Мана еще раз взъерошил волосы. Он был взволнован воспоминаниями.
- Ну, и примерно тогда я начал верить, что Сабрина - вампир. Я не мог ничего сделать, сказать. Я чувствовал ее власть подсознательно... Это странное чувство, не могу описать. Радуйся, что у тебя иммунитет к воздействиям вампирским, Гайя. Словом, я начал бороться с ней. Заранее скажу, что проиграл всухую, - он усмехнулся. - Хотя нет, один раз я все же размочил счет, когда она обожглась о мое новое серебряное распятие.
Мана запасся омелой, увешал комнату чесноком, малевал пентаграммы и круги у кровати, в изголовье прибил деревянный крест, рассыпал у дверей просо. Он был столичным образованным и умным молодым человеком, но темные крестьянские суеверия его предков довлели над ним.

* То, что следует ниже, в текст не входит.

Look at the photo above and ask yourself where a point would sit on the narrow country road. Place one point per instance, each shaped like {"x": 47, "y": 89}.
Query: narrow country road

- Я слабел с каждым днем. Вскоре я понял, что мне осталось совсем немного, - между бровей Маны пролегла глубокая складка. - Я хотел спрятаться от нее, уйти в монастырь, замаливать свои страшные грехи, за которые на меня пала такая кара. Я ходил каждый день в церковь, молился и просил помощи у священника. Он принял мои обеты - я полагал, что Бог меня защитит. Или что на том свете у него я обрету покой. И я все больше мечтал о том, чтобы умереть. Но случилось все иначе.
В скором времени Франц фон Вальдштейн решил снова примкнуть к стану принца Евгения. Сабрина не стала долго думать, просить Франца оставить Ману с ней... Она просто обратила парня.
- И взяла свои драгоценности, деньги Франца, его лошадей и экипаж, гроб с моим телом и уехала в Грац, оттуда - в Удине, потом в Венецию, затем в Верону, Милан, Геную... Там мы прожили пару лет. Потом я надоел ей, и она отвезла меня в Монако, к тамошнему патерналу Тристану Фиески. Вот такова моя история.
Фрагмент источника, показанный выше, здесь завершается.